I took the GP comment and rewrote it from the perspective of someone in the Ice Age.
Humanity has to find solutions and we will persevere.
I think it is worth noting we tend to assume bigger negative consequences of behavior when that behavior is perceived as a moral violation [1].
A lot of people are frustrated that humanity is doing the "wrong" thing on climate change. I think that leads us to feel like some apocalypse must be imminent, almost like we are due for a karmic punishment from the desecrated and offended Earth.
It's scary that the planet is warming rapidly, especially with the consequences of that remaining largely unknown. But I think there's still plenty of hope that the 21st century will be at least relatively good for humanity.
I don't want to tell anyone how to feel. We are in a tough situation. If you are panicking and feel like the end is nigh, I think it's good to give yourself permission to calm down.

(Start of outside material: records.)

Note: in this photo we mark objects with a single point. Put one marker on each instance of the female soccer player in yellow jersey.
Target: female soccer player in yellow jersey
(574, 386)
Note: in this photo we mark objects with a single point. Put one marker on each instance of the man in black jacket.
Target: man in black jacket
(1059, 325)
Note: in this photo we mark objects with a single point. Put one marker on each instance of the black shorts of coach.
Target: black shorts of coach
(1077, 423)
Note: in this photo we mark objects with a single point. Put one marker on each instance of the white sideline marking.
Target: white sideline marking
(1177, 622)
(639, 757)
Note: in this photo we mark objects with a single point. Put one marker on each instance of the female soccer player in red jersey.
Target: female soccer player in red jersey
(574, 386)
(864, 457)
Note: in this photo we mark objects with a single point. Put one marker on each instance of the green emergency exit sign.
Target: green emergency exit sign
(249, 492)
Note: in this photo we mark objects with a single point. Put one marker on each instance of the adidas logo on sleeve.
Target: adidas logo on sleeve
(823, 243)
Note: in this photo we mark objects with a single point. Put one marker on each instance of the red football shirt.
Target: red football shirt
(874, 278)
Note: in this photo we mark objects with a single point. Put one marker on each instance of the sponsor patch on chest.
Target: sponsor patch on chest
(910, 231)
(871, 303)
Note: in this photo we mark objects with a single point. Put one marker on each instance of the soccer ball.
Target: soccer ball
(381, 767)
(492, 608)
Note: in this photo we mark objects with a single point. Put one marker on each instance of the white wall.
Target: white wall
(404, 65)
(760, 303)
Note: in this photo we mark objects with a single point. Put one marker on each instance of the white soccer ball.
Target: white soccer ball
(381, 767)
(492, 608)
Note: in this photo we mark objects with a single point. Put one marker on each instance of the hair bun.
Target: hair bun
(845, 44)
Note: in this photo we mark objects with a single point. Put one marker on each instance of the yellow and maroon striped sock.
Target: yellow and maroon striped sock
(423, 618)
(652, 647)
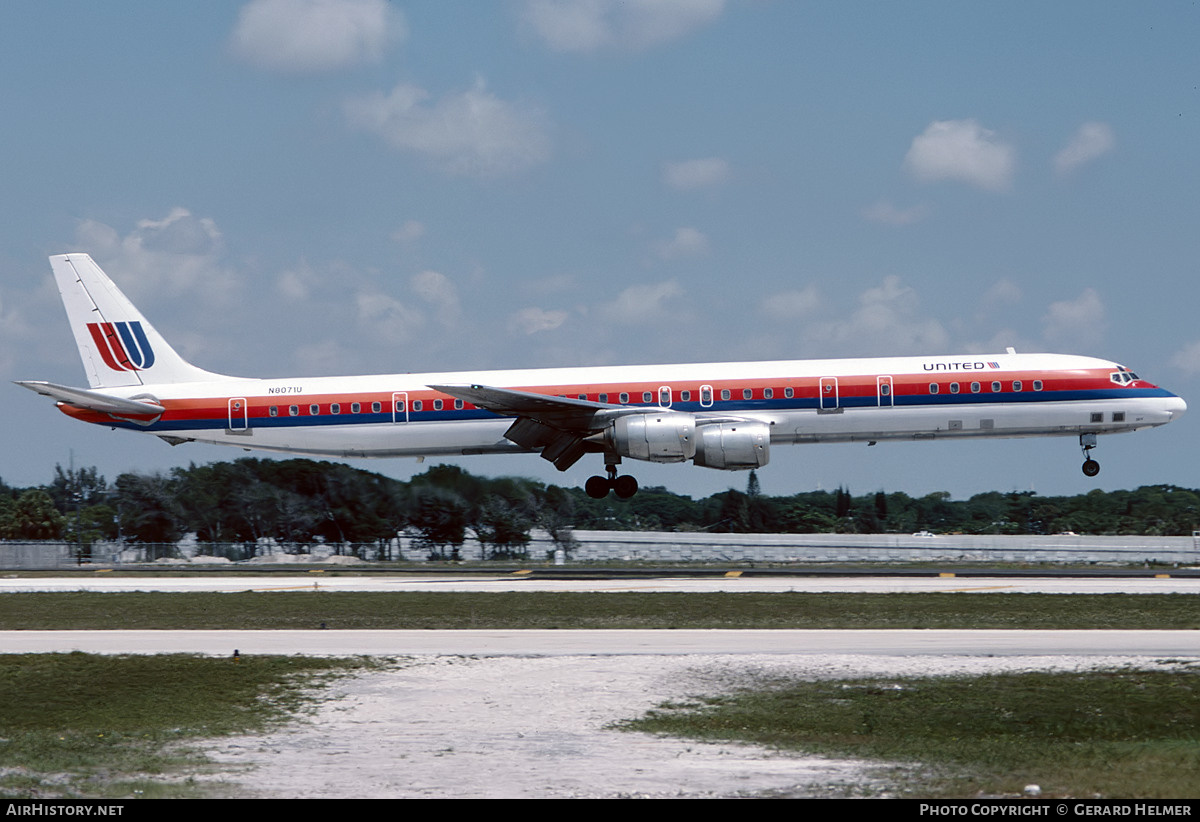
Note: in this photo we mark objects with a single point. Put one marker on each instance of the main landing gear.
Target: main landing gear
(598, 487)
(1091, 467)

We'll need calm to make it through, especially at the unfortunate times when we just have to wait it out because there's no immediate practical way to make things better.
[1] https://online.ucpress.edu/collabra/article/9/1/74793/196122...
In that case, you should have no problem accepting this deal. I'll give you $10 right now. In exchange, you'll give me half of your net worth in 100 years (assume both of us will somehow be alive if civilization survives).
Humans are sub-Saharan tropical apes that somehow made it to every major landmass and climate zone in the world on stone age technology. As a species we'll be fine. Agriculture is only about 4% of the world's economic output, which gives us a lot of headroom. If it comes down it it, we triple that and probably feed the world off entirely off hydroponics in Canada and Russia.
> We had to reduce emissions 30 years ago, and simply chose not to
Greenhouse gas emissions have been rising to fuel growth that allows billions of people to achieve a quality of life that we would consider basic. Meanwhile, America's greenhouse gas emissions are below what they were 30 years ago. On a per-capita basis, they are over 25% lower.
https://ourworldindata.org/co2/country/united-states
> we'd have to create a coordinated global Manhattan Project around alternative energy
Solar energy has been exponentially growing for over a decade.
https://en.wikipedia.org/wiki/Growth_of_photovoltaics
> The US currently has the stupidest president it has ever had
Sure, but even Trump turns into TACO when the situation calls for it.
I don't know when the sharks will move in, but this final sentence of the article points to a broader problem with climate change induced migrations: species don't move at the same pace. Plants move much slower than insects, and insects faster then their predators. This will create imbalances, which will lead to big problems with new diseases and pests.
Eventually things will re-calibrate, but a lot of species may go extinct and we could see a very long period of reduced biodiversity. It takes a long time to adapt.
Think again, I have seen huge population of barracudas around Port-Cros and Porquerolles (islands south of France, near Toulon) for decades.
ljf•5mo ago
Last night I snorkelled for 30 minutes with my son at 6pm without a wetsuit for either of us - the sea is that much warmer than average right now.
The heat is impacting the local catch of lobster and crabs, and increasing the number of new fish species here - and of jelly fish.